Sixty miles from me up Rte. 206 near Bordentown, Michelle is going to the PX. The four kids will see their dad on Face Time on a little laptop screen. He will tuck them in tonight because she will be working 6 to 11 at the diner if she can get a sitter who can handle them. He has been deployed three times before.

In Bridgeton, Alicia is pressing tortillas for the day. Antonio needs to get the money out of her purse for Pampers for the baby. She is working 18 hrs. today. She tells him “Don’t open the door for anyone when I am gone.” Antonio knows better and he tells her that.
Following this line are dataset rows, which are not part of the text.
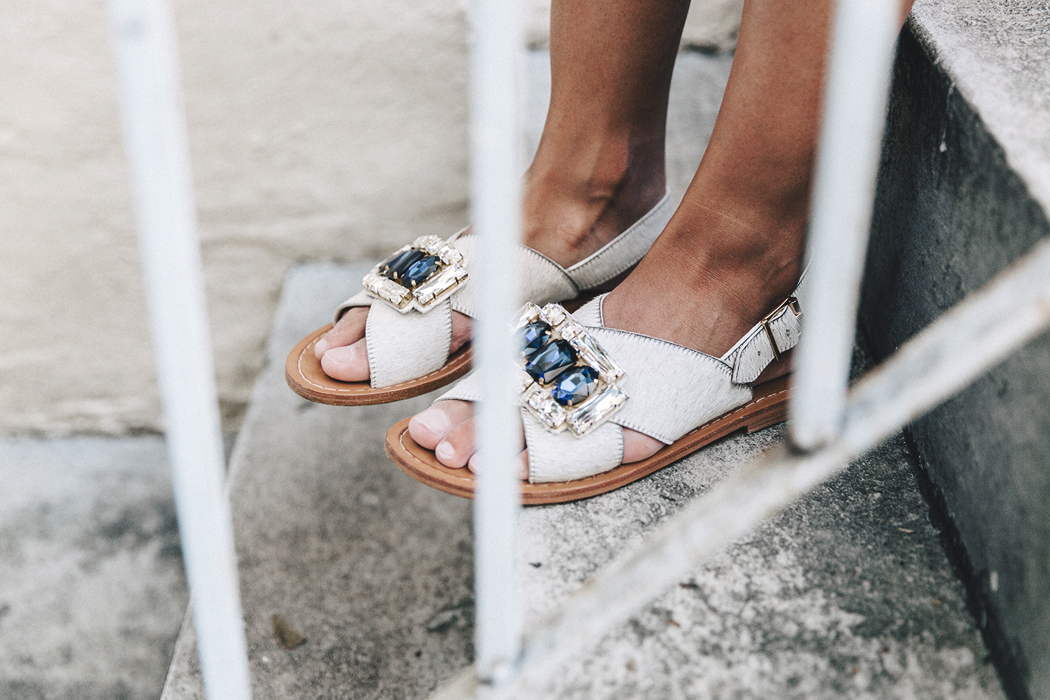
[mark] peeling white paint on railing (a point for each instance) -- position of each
(953, 351)
(154, 134)
(858, 87)
(497, 60)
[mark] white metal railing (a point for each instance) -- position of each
(143, 39)
(497, 58)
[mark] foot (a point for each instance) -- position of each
(562, 223)
(701, 292)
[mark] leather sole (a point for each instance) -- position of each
(768, 407)
(305, 376)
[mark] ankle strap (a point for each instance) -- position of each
(767, 340)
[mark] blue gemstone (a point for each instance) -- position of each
(532, 337)
(420, 271)
(397, 266)
(550, 360)
(574, 385)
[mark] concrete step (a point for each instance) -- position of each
(847, 593)
(964, 190)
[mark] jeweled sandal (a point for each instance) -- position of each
(582, 383)
(408, 333)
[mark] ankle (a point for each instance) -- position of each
(755, 261)
(580, 200)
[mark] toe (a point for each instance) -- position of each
(433, 425)
(457, 447)
(638, 446)
(349, 363)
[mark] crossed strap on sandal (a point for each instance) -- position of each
(408, 342)
(684, 398)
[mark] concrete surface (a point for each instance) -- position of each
(319, 131)
(965, 190)
(91, 585)
(847, 594)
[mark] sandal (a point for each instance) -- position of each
(421, 285)
(575, 386)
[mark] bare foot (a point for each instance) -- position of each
(687, 291)
(566, 228)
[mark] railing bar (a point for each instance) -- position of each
(858, 87)
(143, 38)
(957, 348)
(496, 58)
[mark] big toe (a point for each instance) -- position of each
(428, 428)
(349, 363)
(348, 330)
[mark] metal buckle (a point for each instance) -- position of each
(538, 397)
(422, 295)
(790, 302)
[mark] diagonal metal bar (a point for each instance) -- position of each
(847, 162)
(960, 346)
(154, 135)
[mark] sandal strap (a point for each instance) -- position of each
(385, 332)
(563, 458)
(767, 340)
(542, 281)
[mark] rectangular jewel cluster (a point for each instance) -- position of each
(602, 403)
(436, 288)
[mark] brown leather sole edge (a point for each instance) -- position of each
(303, 374)
(768, 407)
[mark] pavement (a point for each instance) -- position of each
(91, 584)
(846, 594)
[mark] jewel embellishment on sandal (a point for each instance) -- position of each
(418, 276)
(568, 382)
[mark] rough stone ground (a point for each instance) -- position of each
(847, 594)
(832, 599)
(91, 584)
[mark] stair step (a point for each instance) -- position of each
(849, 589)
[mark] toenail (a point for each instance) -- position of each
(341, 356)
(433, 420)
(445, 451)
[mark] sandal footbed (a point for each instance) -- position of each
(768, 407)
(305, 376)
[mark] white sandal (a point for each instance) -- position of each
(421, 285)
(574, 411)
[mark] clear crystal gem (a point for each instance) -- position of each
(550, 360)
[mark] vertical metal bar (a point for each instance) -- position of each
(858, 89)
(143, 37)
(496, 60)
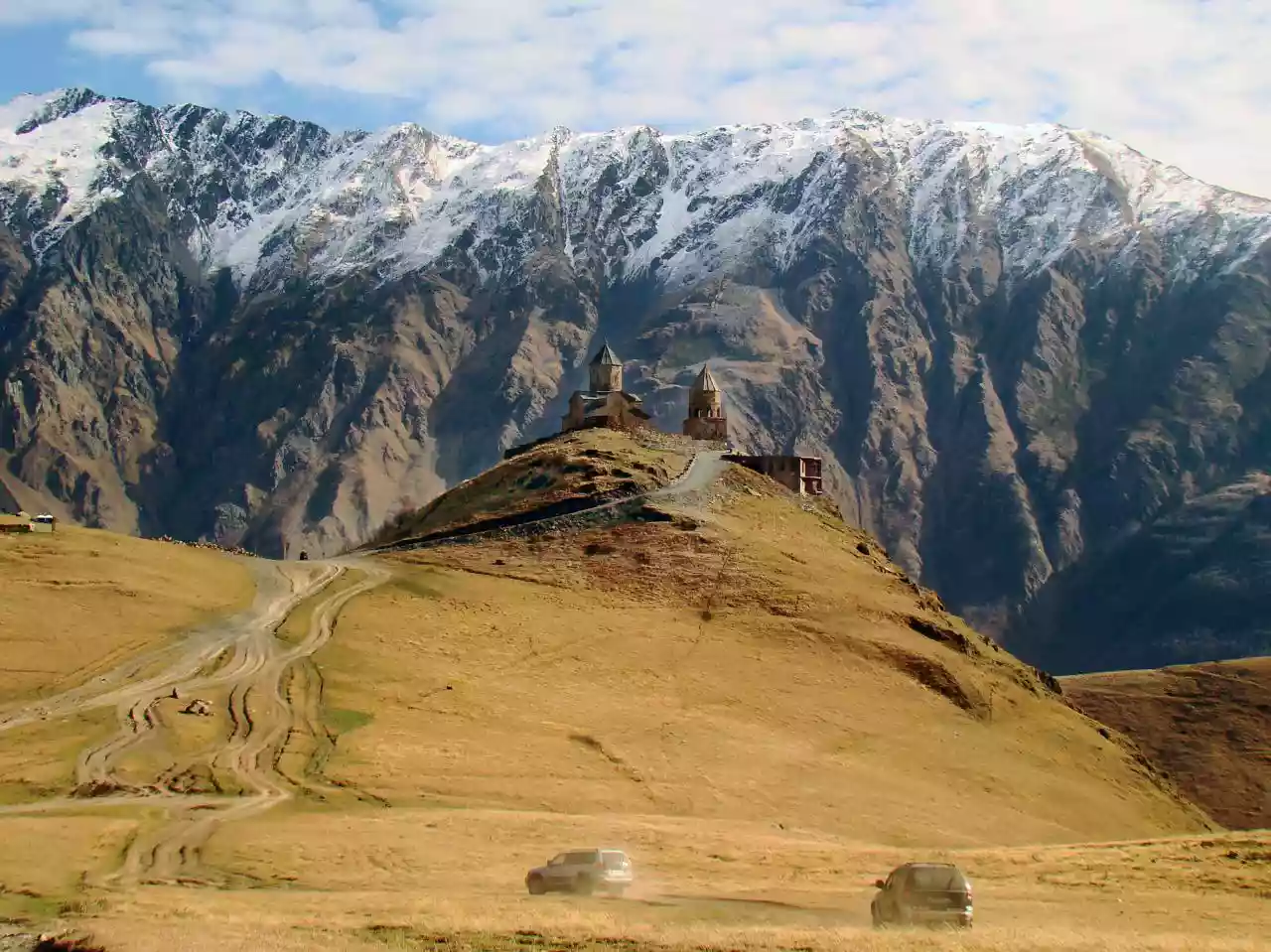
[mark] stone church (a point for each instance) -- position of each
(607, 404)
(604, 403)
(706, 420)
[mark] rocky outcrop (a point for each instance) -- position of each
(1022, 353)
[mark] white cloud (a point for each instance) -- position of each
(1186, 81)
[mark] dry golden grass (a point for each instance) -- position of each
(1208, 726)
(532, 675)
(573, 467)
(425, 880)
(750, 701)
(39, 760)
(76, 602)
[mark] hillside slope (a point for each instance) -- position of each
(1015, 347)
(750, 657)
(1207, 726)
(738, 688)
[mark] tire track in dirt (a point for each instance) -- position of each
(261, 715)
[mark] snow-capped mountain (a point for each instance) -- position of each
(282, 198)
(1011, 343)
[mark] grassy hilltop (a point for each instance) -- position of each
(740, 689)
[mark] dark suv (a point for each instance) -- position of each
(922, 892)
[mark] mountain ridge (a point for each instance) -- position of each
(1012, 345)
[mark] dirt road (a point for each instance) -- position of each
(270, 689)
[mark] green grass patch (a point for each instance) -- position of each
(342, 721)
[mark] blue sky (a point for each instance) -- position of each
(1183, 80)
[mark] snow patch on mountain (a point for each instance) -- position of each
(63, 157)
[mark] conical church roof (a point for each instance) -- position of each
(706, 381)
(607, 357)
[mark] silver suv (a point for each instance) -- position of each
(584, 871)
(922, 892)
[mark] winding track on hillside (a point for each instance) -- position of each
(244, 658)
(241, 657)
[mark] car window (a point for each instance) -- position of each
(935, 879)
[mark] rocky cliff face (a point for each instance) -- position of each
(1018, 349)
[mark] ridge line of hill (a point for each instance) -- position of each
(684, 483)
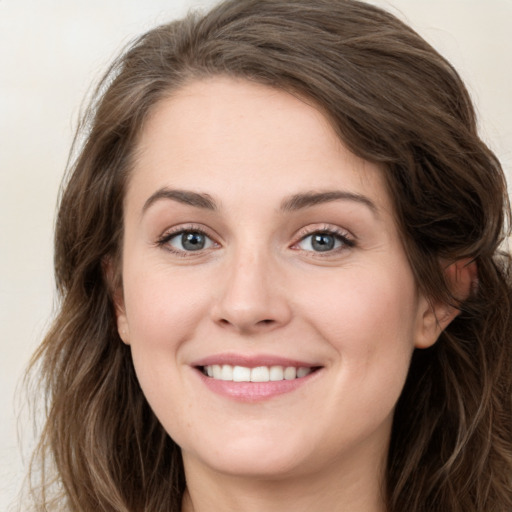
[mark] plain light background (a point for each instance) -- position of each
(51, 51)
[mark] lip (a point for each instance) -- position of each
(253, 391)
(252, 361)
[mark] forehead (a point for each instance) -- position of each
(221, 132)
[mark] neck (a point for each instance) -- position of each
(350, 487)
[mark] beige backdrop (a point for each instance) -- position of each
(51, 51)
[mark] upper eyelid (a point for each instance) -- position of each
(304, 232)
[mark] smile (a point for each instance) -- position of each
(227, 372)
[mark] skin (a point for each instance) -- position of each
(259, 287)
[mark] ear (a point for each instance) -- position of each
(115, 287)
(462, 279)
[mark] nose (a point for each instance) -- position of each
(253, 295)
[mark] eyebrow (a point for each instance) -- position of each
(196, 199)
(308, 199)
(293, 203)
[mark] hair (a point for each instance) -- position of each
(393, 100)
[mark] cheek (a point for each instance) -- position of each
(369, 317)
(162, 307)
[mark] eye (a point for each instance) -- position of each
(324, 241)
(187, 241)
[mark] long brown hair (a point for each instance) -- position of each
(393, 100)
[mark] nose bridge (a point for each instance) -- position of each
(252, 299)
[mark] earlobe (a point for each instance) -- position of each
(122, 322)
(462, 278)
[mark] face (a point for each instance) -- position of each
(267, 299)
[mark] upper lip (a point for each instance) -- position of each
(252, 361)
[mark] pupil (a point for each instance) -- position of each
(322, 242)
(193, 241)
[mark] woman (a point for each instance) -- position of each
(278, 256)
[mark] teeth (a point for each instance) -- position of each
(257, 374)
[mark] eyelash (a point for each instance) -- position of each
(340, 235)
(164, 240)
(347, 241)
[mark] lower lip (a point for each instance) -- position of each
(253, 391)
Tom and Gary are living together in Ventnor. They were college roommates. Now it is different.
Tom’s mother does not know yet. Gary’s parents are dead. Tom and Gary probably will not be asked to Thanksgiving dinner with Tom’s family this year. It is complicated.

Jill is looking up what time is the Ala Non meeting tonight. Her eldest has stolen $20,000 from them so far. He was valedictorian. His eyes are always funny and he can’t stay in the house for long. She asks where he goes at night. He tells her “Out”.

Marvin is driving his Mother and brothers to Leesburg State Prison. There they will all be screened and he will be patted down. His older brother, Jamar, will be released this spring. Maybe he can work in the car wash. Marvin will be mugged tonight walking to the corner market in Camden. He will not bother to call the police.

May Lin will work all day with the mask on doing nails. Tonight she will be locked in by her captors. She will be trying to remember her mother’s face when she gets off tonight.

Michael is in solitary confinement at a juvenile facility. How many days has it been? He cannot remember.

Jim will buy a Hungry Man Turkey TV dinner for himself on Thanksgiving and watch the game. Maybe he will have a beer and a smoke. He is in the Senior Towers.

Phyllis will wait for the Eucharistic Minister to come. She will make coffee like she always does, hoping that Mary will linger over coffee and help her turn on her cell phone.

As we approach the holidays and draw our own families closer to us, let us remember that our concern should be not only for our families, but for our Franciscan family. Fraternity life offers so many opportunities to minister to our own who are estranged from their own families or left utterly alone because they have had good genes and outlived spouses and dear friends. Can you broaden your own understanding of family to include those who have no family or those whose family is distressed or broken?

Our Rule and the life of Francis exhort us to be minors, lesser brothers and sisters, and we are asked to be with the poor and the marginalized. We no longer can content ourselves with reruns of Donna Reed and the Walton’s and hope that our children can get back to those times, because those times were not so great for most of us. A privileged few have wonderful memories but some of us have no such legacies and have never had the benefits of a loving family free from violence, poverty, addiction, persecution, discrimination and loneliness. How can we companion the least of these and move with Francis to the outskirts of the city where the lepers dwell and be gift to a hurting world. ? How can we be present to the least among us with these new paradigms of family life? Do I dare leave my house and my own little world?